Editorial de Fortunato de Almeida, diretor do Trevim
É geralmente reconhecido que os que capturam o aparelho do Estado tratam de lhe conferir, ainda que informalmente, uma estrutura à medida dos seus interesses. Assim, o sistema eleitoral, a estrutura político-administrativa, a administração financeira, a intervenção dos capitais públicos na economia privada, o preenchimento dos cargos políticos, tudo é concebido conforme a conveniência do partido que ocupa o aparelho político.
As oposições, obviamente, denunciam as manobras dos que estão nas cadeiras do Poder mas, logo que lá chegam, procedem de idêntico modo. Na sua concepção, a política é a arte de capturar o aparelho do Estado, ficando o serviço da comunidade em segundo lugar. Por isso, o que imediatamente sucede quando um projeto político é substituído por outro mediante o sufrágio, é também a substituição da clientela que ocorre.
A efetiva democracia exige espírito cívico, debate de ideias, combatividade na defesa de convicções e pessoas suficientemente esclarecidas para perceberem que a conivência entre a oligarquia do Poder e os interesses instalados, conduz a abusos que a sociedade civil sempre paga.
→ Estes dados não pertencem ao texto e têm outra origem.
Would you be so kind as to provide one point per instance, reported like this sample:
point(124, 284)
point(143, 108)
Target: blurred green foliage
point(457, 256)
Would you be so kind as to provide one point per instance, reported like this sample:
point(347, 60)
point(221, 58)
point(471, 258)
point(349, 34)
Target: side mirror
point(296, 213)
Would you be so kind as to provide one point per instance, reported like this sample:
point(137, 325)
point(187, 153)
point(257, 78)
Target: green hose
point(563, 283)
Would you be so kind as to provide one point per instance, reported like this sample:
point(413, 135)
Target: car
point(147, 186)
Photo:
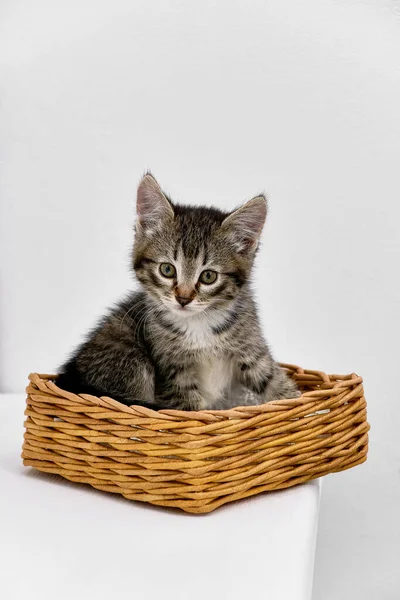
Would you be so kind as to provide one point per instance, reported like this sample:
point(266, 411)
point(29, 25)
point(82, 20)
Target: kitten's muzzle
point(183, 300)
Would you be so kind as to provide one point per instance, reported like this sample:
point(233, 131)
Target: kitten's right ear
point(152, 207)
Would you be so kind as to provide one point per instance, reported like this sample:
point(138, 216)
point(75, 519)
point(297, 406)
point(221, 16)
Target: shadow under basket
point(197, 461)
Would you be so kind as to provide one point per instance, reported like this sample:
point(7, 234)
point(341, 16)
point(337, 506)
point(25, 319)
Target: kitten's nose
point(183, 300)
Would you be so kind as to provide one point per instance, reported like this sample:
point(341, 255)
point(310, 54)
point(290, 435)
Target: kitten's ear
point(244, 225)
point(152, 207)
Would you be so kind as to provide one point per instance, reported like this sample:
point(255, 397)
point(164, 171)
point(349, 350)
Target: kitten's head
point(194, 259)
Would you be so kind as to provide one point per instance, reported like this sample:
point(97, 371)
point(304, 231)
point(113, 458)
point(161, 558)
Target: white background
point(221, 100)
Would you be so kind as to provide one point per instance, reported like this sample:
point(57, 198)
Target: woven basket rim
point(336, 384)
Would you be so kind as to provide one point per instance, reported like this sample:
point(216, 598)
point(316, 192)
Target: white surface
point(60, 540)
point(220, 100)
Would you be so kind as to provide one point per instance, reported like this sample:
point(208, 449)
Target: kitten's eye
point(208, 277)
point(167, 270)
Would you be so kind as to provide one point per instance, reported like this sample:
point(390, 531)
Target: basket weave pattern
point(197, 461)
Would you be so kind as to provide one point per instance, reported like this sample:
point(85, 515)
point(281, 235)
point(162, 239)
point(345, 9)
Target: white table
point(60, 540)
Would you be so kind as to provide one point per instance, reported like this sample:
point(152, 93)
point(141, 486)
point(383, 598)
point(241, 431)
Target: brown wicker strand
point(197, 461)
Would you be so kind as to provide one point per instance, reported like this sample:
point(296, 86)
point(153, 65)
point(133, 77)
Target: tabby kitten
point(190, 339)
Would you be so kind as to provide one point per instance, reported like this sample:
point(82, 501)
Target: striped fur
point(208, 353)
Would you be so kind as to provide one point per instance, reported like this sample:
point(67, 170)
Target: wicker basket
point(197, 461)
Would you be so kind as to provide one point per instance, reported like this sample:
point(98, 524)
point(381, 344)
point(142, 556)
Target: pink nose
point(183, 300)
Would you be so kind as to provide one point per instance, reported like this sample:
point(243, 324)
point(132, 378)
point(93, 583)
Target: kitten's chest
point(215, 376)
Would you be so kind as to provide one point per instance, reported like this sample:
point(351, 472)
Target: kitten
point(191, 338)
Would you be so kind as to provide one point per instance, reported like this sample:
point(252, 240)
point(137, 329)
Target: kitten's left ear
point(152, 207)
point(244, 225)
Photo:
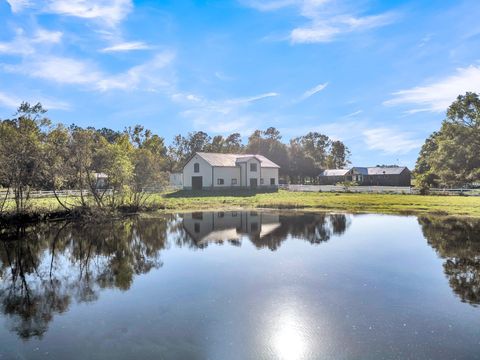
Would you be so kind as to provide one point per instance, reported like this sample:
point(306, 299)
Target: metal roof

A democracia só é viável, efetiva e útil para todos, na medida em que a generalidade dos cidadãos compreenda que o parentesco ideológico e a intimidade ou a proximidade partidária, não podem beneficiar das violações de direitos, nem do mau uso do aparelho do Estado. Todos os erros e ilegalidades dos titulares de cargos políticos, se refletirão em mais impostos e piores educação, saúde e segurança social, comunicações, segurança pública, justiça. Imediatamente ou a prazo, ainda que em graus diferenciados, cada um será atingido. A indiferença pelo que se julga atingir apenas os outros, além de um equívoco, conduz à convicção da impunidade dos que capturaram o aparelho do Estado. Que, até por isso, se tornarão mais audaciosos.
Os que governam não são chamados a governar. São eles que pedem ao povo que os designe para isso, através do consentimento dado pelo sufrágio; mas a tendência geral é a de, posteriormente, considerarem a incumbência como um sacrifício que deve ser agradecido e que, pela qualidade, deve proporcionar privilégios, apesar da análise dos factos mostrar que aquela, só raramente assume relevância.
Convém lembrar-lhes, insistentemente, que a sua vontade só terá sentido, quando exercida de acordo com o quadro institucional que o povo soberano previamente define, deixando a menor margem possível ao seu voluntarismo; o que implica a existência de mecanismos de fiscalização e controlo dos agentes políticos.
Trata-se, afinal, de exigir dos que, pelo sufrágio, obtiveram autorização para exercitar os instrumentos e as competências do governo ou de quaisquer outros cargos políticos, que atuem em conformidade com a vontade e o interesse geral do soberano. O Povo!